A Harvard Divinity School graduate, Symynkywicz stresses that he's not out to peddle the First Church of Bruce. His admiration for Springsteen is rooted more in the inspirational and empathetic than the theological.

"What's inspiring about him is that he has so much to say about different life stages that we all go through," Symynkywicz said from his church in suburban Stoughton, Mass. "The thing I really like about his music as I've gotten older is that he gets older too. His music deepens and matures and he sings like a grown-up."

It's been a frenzied, often frightening time -- one Springsteen has faced unflinchingly -- and he's brought the rest of us along for the ride.

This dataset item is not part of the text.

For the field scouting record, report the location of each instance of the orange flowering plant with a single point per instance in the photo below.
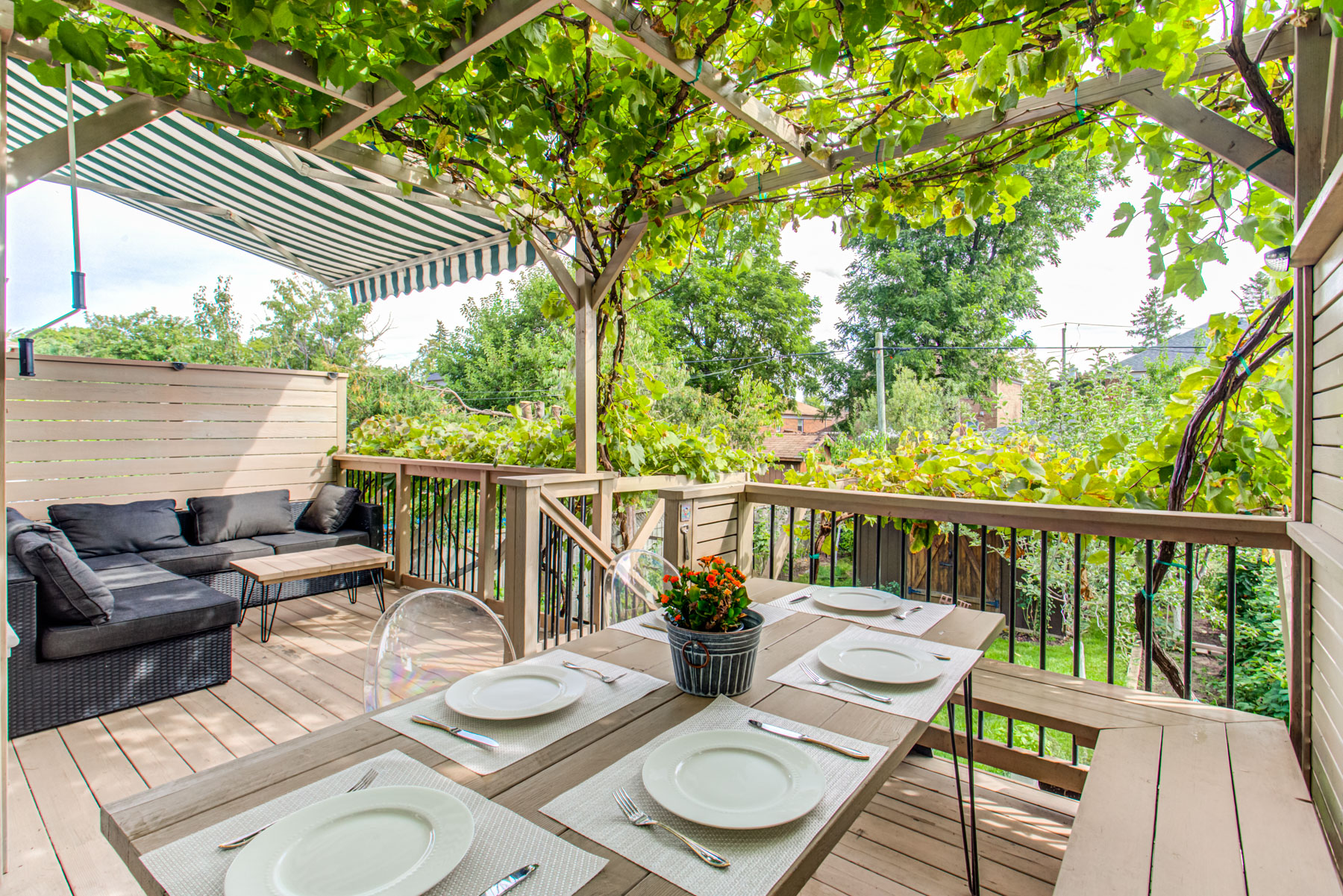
(711, 598)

"When we discern that Springsteen is `there' for us -- when we feel as though he is addressing us directly and personally in his songs," Symynkywicz writes, "his work seems to put down strong roots in our own experience. His music helps us to make sense of the sometimes tangled, often disparate threads of our lives."

http://www.religionnews.com/index.php?/rnstext/the_gospel_according_to_the_boss/

[TBC: Bruce Springsteen is just one more false addition to the many books promoting "the Gospel according to" whoever. This has included entries such as The Gospel According to the Beatles. In every case the message of these performers has been anything but the needed biblical gospel.]